Catherine Ruetschlin

Many Americans pay a lot more than the cost of student loans in order to attain a degree.

Over the past year, as the nation’s student debt rolls hit $1 billion, policy makers, parents, and students took a hard look at the costs and benefits of a college education.  But, as new data from the Demos household survey reveals, student loans are just the beginning of the story.  Alongside the rising cost of education and simultaneous declines in need-based financial aid, households turned to credit cards as a means to finance their investment in a better economic future.  Paying for college with plastic often means higher interest payments, rising debt burdens, and for some students, the inability to complete their degree under the strain of tightening household budgets.  A new fact sheet from Demos, College on a Credit Card, investigates the relationship between educational expenses and credit card debt, and shows that putting college on credit can be a very bad deal. 

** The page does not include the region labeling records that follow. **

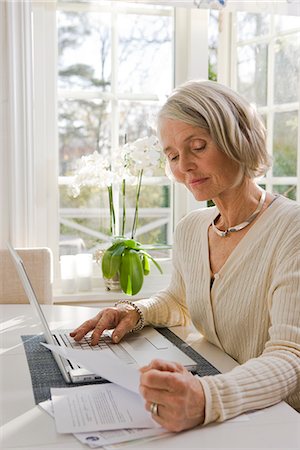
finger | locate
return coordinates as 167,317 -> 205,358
91,309 -> 116,345
111,316 -> 138,343
140,359 -> 186,373
70,317 -> 98,341
140,369 -> 183,392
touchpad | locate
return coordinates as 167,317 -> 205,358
126,336 -> 154,352
126,333 -> 170,351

For households who carry credit card debt, educational expenses are likely to show up on their monthly bill.  Sixty percent of indebted low- and middle-income households who paid for a child’s education reported that expense as a contributor to their current credit card debt.  Among those respondents financing the education of themselves or a spouse, 71 percent report that it contributes to their current debt.  With the average time to pay off credit cards estimated at over two years, these families spend months making additional interest payments well above those charges for public student loans.  Some schools even charge a processing fee for the privilege of paying with plastic.  The additional interest and fees mount atop the already rising price of higher education, adding to the total burden of college costs.  And these debts are excluded from the kind of benefits for borrowers that are possible for other types of financing, like the income-based repayment plans that make public student loans more affordable than taking on private debt. 

But it gets worse.  For some of these households, the presence of credit card debt can make an education simply unattainable.  Our survey found that 13 percent of those indebted households who paid for educational expenses on a credit card were forced to leave school in order to deal with their debts.  That is more than one out of every ten students who believed that they could finance their education with credit who instead saw their investment collapse. 

Why would these families take such a risk?  Because the promised payoff seems indispensable in an economy with a $1 million lifetime earnings gap between high school graduates and the college educated, and unemployment rolls for men with only a high school diploma that topped out at more than 14 percent during the Great Recession. 

Though the reward for a bachelor’s has grown, so has the cost of getting one. 

In the past generation state support for higher education declined and tuition soared, a shift that reassigned the responsibility for developing an educated workforce from public investments to private debt.  At the same time, state financial aid programs moved away from need-based financial aid, making it more difficult for low- and middle-income households like those in our survey to compete for scarce funds.  For households without the liquidity to finance an education up front, or for those who get trapped into paying at the last minute when no other options are available, credit cards provide a means to attain the necessary skills for today’s labor market. 

Clearly using credit cards to finance an education is a bad deal, but that awareness is not nearly enough to encourage low- and middle-income households to wait for more affordable alternatives.  In the face of stagnant or declining incomes, rising education costs, and reductions in need-based financial aid, those who want to invest in their future pay with credit cards as other resources disappear.  As long as credit offers the best available option for attaining a degree, families will use it.  When they do, it provides both a hope for economic mobility through education and the obstacle to success that accompanies expensive and onerous debt.